Los libros clásicos viven días de jubilación, a causa del exceso de información cotidiana que los enfunda en la última de las prioridades. Los antiguos hoy son visitados la mayoría de veces a través de Google, por parte de opinionistas que buscan un aforismo griego o latino para hacer ver “cool” sus columnas, adosando con un toque de barniz intelectual, insulseces o pensamientos fundados. En los últimos años, la lectura de los clásicos generalmente se ha circunscrito a Homero, Platón, Suetonio, Cicerón y Tácito. Aquellos que incursionan en Tucídides, Tito Livio, Plutarco o César ya pertenecen a un extraño ecosistema.
Hay una gran cantidad de escritores antiguos que por fortuna han llegado hasta nuestros días, por medio de los copistas en los monasterios medievales; quienes aparte de haber inventado el vino espumante y una gran cantidad de digestivos, debemos apreciarles contar hoy con ese invaluable pero poco conocido catálogo.
Aulo Gellio es uno de esos autores prácticamente olvidados. Ciudadano romano, nacido durante el siglo II de nuestra era, fue asiduo de la corte del emperador Antonino Pío; dejando una magnífica obra denominada “Noches Áticas” por haberla escrito durante sus días de solaz en el Ática griega.
Sibarita, erudito, filólogo y hombre de exquisita cultura; Gellio fue amigo entrañable del filósofo Favorino –el más célebre de su tiempo- y perteneció al círculo intelectual de Frontón.
“Noches Áticas” es un compendio de 20 libros que frecuentemente ha sido denominado un “Zibaldone ante litteram” por una obra similar escrita por Giacomo Leopardi en el siglo XIX. Abanico de pequeños relatos y opiniones respecto a historia, filosofía, lingüística y curiosidades; nos presenta una nítida ventana de ese tiempo.
A continuación reproduciré una de las tantas anécdotas de las “Noches Áticas” que traduzco del italiano, procedente de una edición de la Biblioteca Universale Rizzoli; en ella, Gellio más parece un amigo contándonos una historia de sobremesa. La escogí a propósito de las Olimpiadas:
“La literatura nos recuerda y lo testifica la tradición, que muchos fueron alcanzados por la muerte después de un imprevisto gozo, porque el espíritu sofocado no pudo soportar la violencia de una emoción inesperada.
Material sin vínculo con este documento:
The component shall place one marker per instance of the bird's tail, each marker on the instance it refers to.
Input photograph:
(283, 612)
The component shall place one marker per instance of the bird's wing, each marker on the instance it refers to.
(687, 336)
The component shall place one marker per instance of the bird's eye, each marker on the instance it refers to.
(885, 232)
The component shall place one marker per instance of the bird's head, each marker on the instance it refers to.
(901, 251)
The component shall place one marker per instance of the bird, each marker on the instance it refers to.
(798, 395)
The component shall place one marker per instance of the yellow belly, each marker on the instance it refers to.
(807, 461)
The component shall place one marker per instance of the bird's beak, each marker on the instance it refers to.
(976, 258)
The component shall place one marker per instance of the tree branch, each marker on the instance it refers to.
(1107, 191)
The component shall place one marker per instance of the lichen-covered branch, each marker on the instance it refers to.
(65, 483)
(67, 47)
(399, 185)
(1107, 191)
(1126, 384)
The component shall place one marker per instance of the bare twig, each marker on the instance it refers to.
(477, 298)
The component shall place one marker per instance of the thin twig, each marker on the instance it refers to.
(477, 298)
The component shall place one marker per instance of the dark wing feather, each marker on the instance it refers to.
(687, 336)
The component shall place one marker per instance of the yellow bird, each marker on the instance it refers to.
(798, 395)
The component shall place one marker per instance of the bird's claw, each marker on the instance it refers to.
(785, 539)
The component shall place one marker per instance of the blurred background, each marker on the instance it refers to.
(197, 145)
El filósofo Aristóteles narra que Policrita, noble mujer de la isla de Naxos, murió por recibir una inesperada noticia. También Filippide, autor de comedias de no modesta reputación, estando en edad avanzada, venció inesperadamente una competencia poética, experimentando un gran gozo; sintiéndose tan feliz improvisamente murió. La historia de Diagora de Rodas es conocida, pues tuvo tres hijos: uno púgil, el segundo pancracista y el tercero luchador -disciplinas distintas en aquella época- . Él vio a los tres vencer y coronarse el mismo día en las olimpiadas, después de abrazarlos y que sus hijos colocaran en su cabeza las coronas ganadas, lo cubrieron de besos mientras el pueblo arrojaba sobre él flores de todas partes, Diagora en el estadio, delante de los ojos de los asistentes, levó su alma entre los besos y abrazos de los hijos.
En otra parte de nuestros “Anales” -obra perdida de Fabio Pittore- tuve ocasión de leer que cuando el ejército romano fue vencido en Cannas; una anciana madre, al recibir la noticia de la muerte del hijo, se abandonó al llanto y dolor. No siendo tal noticia verdadera, el hijo llegó a la ciudad encontrándose a la anciana de improviso, que sofocada por el exceso de turbación por este precipitar de gozo, cayó muerta”.